Artikel 2 Absatz 1 des Grundgesetzes deklariert: „Jeder hat das Recht auf die freie Entfaltung seiner Persönlichkeit“ und das sollte für den Kinderwunsch auch gelten. Von mehr Kindern profitiert Deutschland als Wirtschaftsstandort.
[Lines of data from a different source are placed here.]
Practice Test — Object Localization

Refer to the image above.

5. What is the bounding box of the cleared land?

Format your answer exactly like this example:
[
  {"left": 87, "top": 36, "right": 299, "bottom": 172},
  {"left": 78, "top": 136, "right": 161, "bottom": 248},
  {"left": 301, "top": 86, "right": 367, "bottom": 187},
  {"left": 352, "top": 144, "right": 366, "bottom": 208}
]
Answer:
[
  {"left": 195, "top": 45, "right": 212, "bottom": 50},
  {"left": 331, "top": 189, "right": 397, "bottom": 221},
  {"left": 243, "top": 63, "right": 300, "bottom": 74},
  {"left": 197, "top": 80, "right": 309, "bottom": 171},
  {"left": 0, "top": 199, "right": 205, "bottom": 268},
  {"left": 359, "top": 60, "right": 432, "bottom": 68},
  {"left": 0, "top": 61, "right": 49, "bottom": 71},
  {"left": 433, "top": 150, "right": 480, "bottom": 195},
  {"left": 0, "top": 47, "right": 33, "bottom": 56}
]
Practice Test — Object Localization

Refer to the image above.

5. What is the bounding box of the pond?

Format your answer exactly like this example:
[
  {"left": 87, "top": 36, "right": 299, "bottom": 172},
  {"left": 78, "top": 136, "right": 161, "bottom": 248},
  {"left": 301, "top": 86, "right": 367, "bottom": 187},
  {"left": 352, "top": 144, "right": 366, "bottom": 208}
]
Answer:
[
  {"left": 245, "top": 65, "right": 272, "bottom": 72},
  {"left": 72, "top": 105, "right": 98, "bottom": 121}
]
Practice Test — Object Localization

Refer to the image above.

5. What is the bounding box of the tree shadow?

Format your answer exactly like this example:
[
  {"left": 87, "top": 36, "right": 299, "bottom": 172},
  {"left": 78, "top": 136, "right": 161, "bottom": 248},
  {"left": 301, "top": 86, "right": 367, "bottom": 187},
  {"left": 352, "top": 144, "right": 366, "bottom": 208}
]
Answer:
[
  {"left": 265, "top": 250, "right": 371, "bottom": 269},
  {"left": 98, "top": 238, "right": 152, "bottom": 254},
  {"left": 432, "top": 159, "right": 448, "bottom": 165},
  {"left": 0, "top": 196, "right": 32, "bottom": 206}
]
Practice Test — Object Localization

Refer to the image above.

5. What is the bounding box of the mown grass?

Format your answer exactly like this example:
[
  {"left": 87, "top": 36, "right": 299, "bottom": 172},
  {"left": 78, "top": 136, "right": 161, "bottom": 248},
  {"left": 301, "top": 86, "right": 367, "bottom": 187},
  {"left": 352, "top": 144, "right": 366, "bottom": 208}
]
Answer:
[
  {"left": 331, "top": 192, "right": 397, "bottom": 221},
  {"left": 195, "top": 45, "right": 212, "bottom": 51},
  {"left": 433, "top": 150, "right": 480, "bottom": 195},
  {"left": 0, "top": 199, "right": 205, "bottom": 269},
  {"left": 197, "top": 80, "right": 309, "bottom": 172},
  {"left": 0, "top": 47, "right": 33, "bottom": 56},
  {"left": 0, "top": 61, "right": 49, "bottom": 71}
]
Schulpolitik und Benachteiligungen im Bildungssystem
Prof. Meike Bonefeld4 und andere Forscher vom Lehrstuhl Pädagogische Psychologie an der Universität Mannheim stellten 2017 in einer großen Studie mit fast 1500 Gymnasiast*innen aus fünf Klassen fest: Schüler*innen mit Migrationshintergrund bekamen konsequent in fünf Messzeitpunkten schlechtere Noten im Fach Mathematik bei Klassenarbeiten und im Zeugnis im Vergleich zu deutschen Schüler*innen bei gleichen Leistungen in standardisierten Mathematik-Leistungstests. Bonefeld deutete diese Ergebnisse als „einen Hinweis auf systematische Benachteiligungsprozesse im deutschen Bildungssystem auch nach dem bedeutsamen Übergang in die Sekundarstufe“. Weitere Forschungen von Bonefeld sind der Erarbeitung von vorurteilsneutralen Bewertungen für Schulbildung in Deutschland gewidmet. Neutrale und gerechte Bewertungen im Schulsystem sind sehr wichtig, weil die Bildung nachfolgende berufliche Wege bestimmt.
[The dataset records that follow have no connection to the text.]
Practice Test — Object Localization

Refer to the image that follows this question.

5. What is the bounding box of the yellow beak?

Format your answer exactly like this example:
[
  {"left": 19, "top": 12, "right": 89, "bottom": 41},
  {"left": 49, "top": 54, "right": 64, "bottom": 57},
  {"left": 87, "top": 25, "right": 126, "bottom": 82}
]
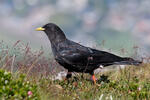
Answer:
[{"left": 35, "top": 27, "right": 45, "bottom": 31}]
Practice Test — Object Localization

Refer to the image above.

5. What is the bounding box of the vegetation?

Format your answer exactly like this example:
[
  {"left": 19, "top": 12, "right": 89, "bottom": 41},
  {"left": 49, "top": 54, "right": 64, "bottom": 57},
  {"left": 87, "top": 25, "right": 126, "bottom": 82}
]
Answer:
[{"left": 0, "top": 42, "right": 150, "bottom": 100}]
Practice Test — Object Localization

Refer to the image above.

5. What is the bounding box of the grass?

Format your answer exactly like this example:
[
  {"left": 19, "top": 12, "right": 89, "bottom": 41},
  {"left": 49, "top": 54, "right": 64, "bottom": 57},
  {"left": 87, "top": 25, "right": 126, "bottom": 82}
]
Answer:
[{"left": 0, "top": 41, "right": 150, "bottom": 100}]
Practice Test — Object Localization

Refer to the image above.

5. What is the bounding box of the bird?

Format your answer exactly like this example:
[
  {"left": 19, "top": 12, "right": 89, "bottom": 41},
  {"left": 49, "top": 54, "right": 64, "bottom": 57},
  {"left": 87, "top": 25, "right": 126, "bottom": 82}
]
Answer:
[{"left": 36, "top": 23, "right": 142, "bottom": 84}]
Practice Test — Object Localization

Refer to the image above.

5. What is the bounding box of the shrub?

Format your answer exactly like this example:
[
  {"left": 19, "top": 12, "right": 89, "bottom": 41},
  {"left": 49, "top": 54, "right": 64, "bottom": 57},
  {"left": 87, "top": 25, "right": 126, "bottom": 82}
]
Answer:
[{"left": 0, "top": 69, "right": 39, "bottom": 100}]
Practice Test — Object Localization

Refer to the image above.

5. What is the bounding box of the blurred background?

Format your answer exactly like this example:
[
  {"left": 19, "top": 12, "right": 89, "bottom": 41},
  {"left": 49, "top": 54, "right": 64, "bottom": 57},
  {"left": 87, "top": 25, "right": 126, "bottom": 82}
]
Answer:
[{"left": 0, "top": 0, "right": 150, "bottom": 56}]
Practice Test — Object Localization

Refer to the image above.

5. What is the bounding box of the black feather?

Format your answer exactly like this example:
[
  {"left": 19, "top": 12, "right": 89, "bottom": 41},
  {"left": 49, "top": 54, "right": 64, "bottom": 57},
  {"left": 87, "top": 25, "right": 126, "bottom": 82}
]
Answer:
[{"left": 38, "top": 23, "right": 141, "bottom": 74}]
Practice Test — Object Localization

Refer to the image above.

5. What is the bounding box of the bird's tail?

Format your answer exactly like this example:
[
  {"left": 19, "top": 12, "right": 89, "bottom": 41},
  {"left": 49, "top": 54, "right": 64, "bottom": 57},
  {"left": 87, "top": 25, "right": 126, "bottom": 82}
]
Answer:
[{"left": 114, "top": 58, "right": 142, "bottom": 66}]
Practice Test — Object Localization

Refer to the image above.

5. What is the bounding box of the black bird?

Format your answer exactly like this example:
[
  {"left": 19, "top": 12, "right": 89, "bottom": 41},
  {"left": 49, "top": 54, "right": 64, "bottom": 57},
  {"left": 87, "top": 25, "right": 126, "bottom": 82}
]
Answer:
[{"left": 36, "top": 23, "right": 141, "bottom": 84}]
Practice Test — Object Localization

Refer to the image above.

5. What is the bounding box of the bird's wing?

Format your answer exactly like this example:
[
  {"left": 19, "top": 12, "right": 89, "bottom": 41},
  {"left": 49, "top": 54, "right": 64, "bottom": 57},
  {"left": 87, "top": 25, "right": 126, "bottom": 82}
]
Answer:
[{"left": 59, "top": 42, "right": 122, "bottom": 66}]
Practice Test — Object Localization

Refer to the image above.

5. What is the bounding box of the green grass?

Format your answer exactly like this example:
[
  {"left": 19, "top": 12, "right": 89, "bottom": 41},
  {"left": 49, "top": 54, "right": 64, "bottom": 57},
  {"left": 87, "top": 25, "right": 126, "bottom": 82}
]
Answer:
[
  {"left": 0, "top": 42, "right": 150, "bottom": 100},
  {"left": 0, "top": 65, "right": 150, "bottom": 100}
]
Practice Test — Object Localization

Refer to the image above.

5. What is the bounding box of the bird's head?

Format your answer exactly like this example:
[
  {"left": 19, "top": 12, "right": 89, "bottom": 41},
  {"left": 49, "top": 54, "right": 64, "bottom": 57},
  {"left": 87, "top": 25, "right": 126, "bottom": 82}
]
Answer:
[{"left": 36, "top": 23, "right": 66, "bottom": 41}]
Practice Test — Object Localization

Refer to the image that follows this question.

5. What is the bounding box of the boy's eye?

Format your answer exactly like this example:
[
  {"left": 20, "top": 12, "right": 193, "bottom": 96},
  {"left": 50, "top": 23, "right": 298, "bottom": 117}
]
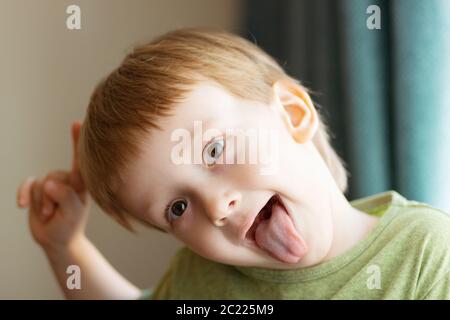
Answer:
[
  {"left": 167, "top": 199, "right": 187, "bottom": 220},
  {"left": 203, "top": 138, "right": 225, "bottom": 167}
]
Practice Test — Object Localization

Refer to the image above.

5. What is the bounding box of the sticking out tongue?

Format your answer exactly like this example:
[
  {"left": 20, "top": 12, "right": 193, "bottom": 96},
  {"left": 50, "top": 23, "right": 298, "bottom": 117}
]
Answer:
[{"left": 255, "top": 202, "right": 307, "bottom": 263}]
Verbot der Benachteiligung von behinderten Menschen
Im Herbst 1994, vor genau 30 Jahren also, wurde dem Artikel 3 des Grundgesetzes ein wichtiger Satz hinzugefügt: „Niemand darf wegen seiner Behinderung benachteiligt werden.“ Dieser Zusatz bildete sozusagen den Startschuss für die Entstehung einer inklusiven Gesellschaft. Seit der Ratifizierung des Übereinkommens über die Rechte von Menschen mit Behinderungen der Vereinten Nationen im Jahr 2009 ist Deutschland verpflichtet, sich für Teilhabe der behinderten Menschen im gesellschaftlichen Leben und im Arbeitsleben durch den Abbau von verschiedenen Barrieren einzusetzen. Es geht zum Beispiel um den Abbau von baulichen Barrieren in den Städten, um einen ÖPNV, der für Rollstuhlfahrer geeignet ist, um technische PC-Hilfsmittel zum besseren Lernen und Arbeiten für sehbehinderte Menschen, um Texte in leichter Sprache für Menschen mit Lernschwierigkeiten und viele andere Maßnahmen.
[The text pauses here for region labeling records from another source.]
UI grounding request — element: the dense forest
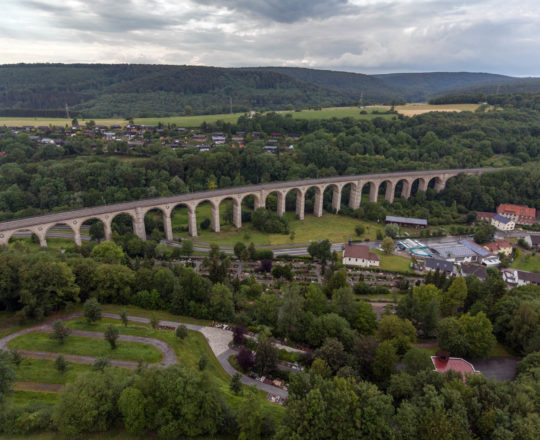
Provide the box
[0,111,540,223]
[0,64,539,118]
[0,233,540,440]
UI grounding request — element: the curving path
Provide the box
[0,312,297,399]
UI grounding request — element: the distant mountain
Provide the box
[0,64,540,118]
[0,64,392,118]
[373,72,519,102]
[253,67,403,103]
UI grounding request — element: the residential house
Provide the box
[501,269,540,286]
[342,244,381,267]
[430,242,481,263]
[385,215,427,229]
[491,214,516,231]
[424,257,456,275]
[497,203,536,225]
[484,239,512,257]
[461,264,487,281]
[525,234,540,250]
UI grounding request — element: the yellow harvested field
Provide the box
[396,103,479,116]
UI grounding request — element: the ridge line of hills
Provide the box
[0,64,540,118]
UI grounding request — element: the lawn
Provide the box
[374,249,413,272]
[15,358,123,384]
[8,327,162,363]
[172,208,383,245]
[510,254,540,273]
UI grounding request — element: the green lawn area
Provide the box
[374,249,412,272]
[8,328,162,363]
[15,358,124,384]
[510,254,540,273]
[172,208,383,245]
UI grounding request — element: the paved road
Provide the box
[0,168,497,231]
[0,312,296,399]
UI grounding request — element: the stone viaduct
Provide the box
[0,168,495,246]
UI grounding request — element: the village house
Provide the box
[497,203,536,225]
[342,244,381,267]
[491,214,516,231]
[484,240,512,257]
[385,215,427,229]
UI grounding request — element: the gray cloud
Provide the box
[0,0,540,75]
[195,0,350,23]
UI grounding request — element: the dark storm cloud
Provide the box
[194,0,351,23]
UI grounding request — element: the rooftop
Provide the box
[343,244,381,261]
[431,356,480,381]
[497,203,536,218]
[493,214,512,225]
[386,215,427,226]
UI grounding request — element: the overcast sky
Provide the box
[0,0,540,76]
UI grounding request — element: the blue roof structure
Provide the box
[493,214,512,225]
[459,239,489,257]
[386,215,427,226]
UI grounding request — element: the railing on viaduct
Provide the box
[0,168,495,246]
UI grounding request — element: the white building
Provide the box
[342,244,381,267]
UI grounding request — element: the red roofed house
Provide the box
[342,244,381,267]
[497,203,536,225]
[476,211,497,222]
[431,352,480,382]
[484,240,512,256]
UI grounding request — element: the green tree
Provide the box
[255,336,278,375]
[381,237,396,255]
[384,223,399,239]
[210,283,234,322]
[372,341,399,384]
[51,319,71,345]
[229,373,242,394]
[84,298,101,324]
[90,241,125,264]
[181,240,194,257]
[104,324,119,350]
[236,389,264,440]
[402,347,433,375]
[54,354,67,373]
[0,350,16,404]
[120,310,129,327]
[304,283,328,316]
[175,324,188,340]
[317,338,347,373]
[308,240,332,266]
[352,299,377,335]
[118,387,144,435]
[441,277,467,316]
[474,222,495,244]
[92,356,111,371]
[438,312,496,358]
[53,369,126,438]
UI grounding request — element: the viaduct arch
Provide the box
[0,168,496,246]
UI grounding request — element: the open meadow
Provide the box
[0,103,478,127]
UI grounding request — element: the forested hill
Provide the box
[254,67,403,103]
[0,64,380,118]
[374,72,521,102]
[0,64,540,118]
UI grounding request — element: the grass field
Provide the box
[510,254,540,273]
[4,305,284,422]
[15,358,117,384]
[374,250,412,272]
[9,327,162,363]
[172,208,383,245]
[0,103,478,127]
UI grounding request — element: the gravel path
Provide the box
[0,312,288,399]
Auf dem Arbeitsmarkt in Deutschland genauso wie in anderen Staaten sind die Chancen schwerbehinderter Menschen, eine Arbeit zu finden, schwierig. Schwerbehinderung führt oft genug zu Langzeitarbeitslosigkeit, die wiederum die Chancen auf die Aufnahme einer Erwerbstätigkeit weiter verringert. Es entsteht ein Teufelskreis. Im Zeitraum von November 2021 bis Oktober 2022 lag die bisherige Dauer der Arbeitslosigkeit schwerbehinderter Menschen im Schnitt bei 732 Tagen, die der arbeitslosen ohne Schwerbehinderung bei 630 Tagen.
Alle privaten und öffentlichen Arbeitgeber mit mindestens 20 Arbeitsplätzen sind verpflichtet, wenigstens fünf Prozent davon mit schwerbehinderten Menschen zu besetzen (§ 154 SGB IX). Schwerbehinderte Auszubildende und ihnen gleichgestellte auszubildende behinderte Menschen werden auf zwei Pflichtarbeitsplätze angerechnet. Für jeden nicht mit einem schwerbehinderten Menschen besetzten Pflichtarbeitsplatz ist eine Ausgleichsabgabe zu zahlen.
Durch das Gesetz zur Förderung eines inklusiven Arbeitsmarkts ergeben sich ab dem Kalenderjahr 2024 folgende Regelungen: Die Ausgleichsabgabe für Arbeitgeber mit 60 und mehr Beschäftigten beträgt monatlich gestaffelt je unbesetztem Pflichtarbeitsplatz bei einer jahresdurchschnittlichen Beschäftigungsquote von drei bis unter fünf Prozent: 140 Euro; bei zwei bis unter drei Prozent: 245 Euro; bei unter zwei, aber mehr als 0 Prozent: 360 Euro monatlich.
Arbeitgeber, die im Bezugsjahr keinen einzigen Quotenarbeitsplatz besetzt haben zahlen 720 Euro monatlich. Mit den geänderten Regelungen beabsichtigte der Gesetzgeber, einerseits den Druck auf die Arbeitgeber zu verschärfen, die keine Pflichtarbeitsplätze mit schwerbehinderten Menschen besetzen, und andererseits Anreize zu schaffen, mehr behinderte Menschen im ersten Arbeitsmarkt zu beschäftigen.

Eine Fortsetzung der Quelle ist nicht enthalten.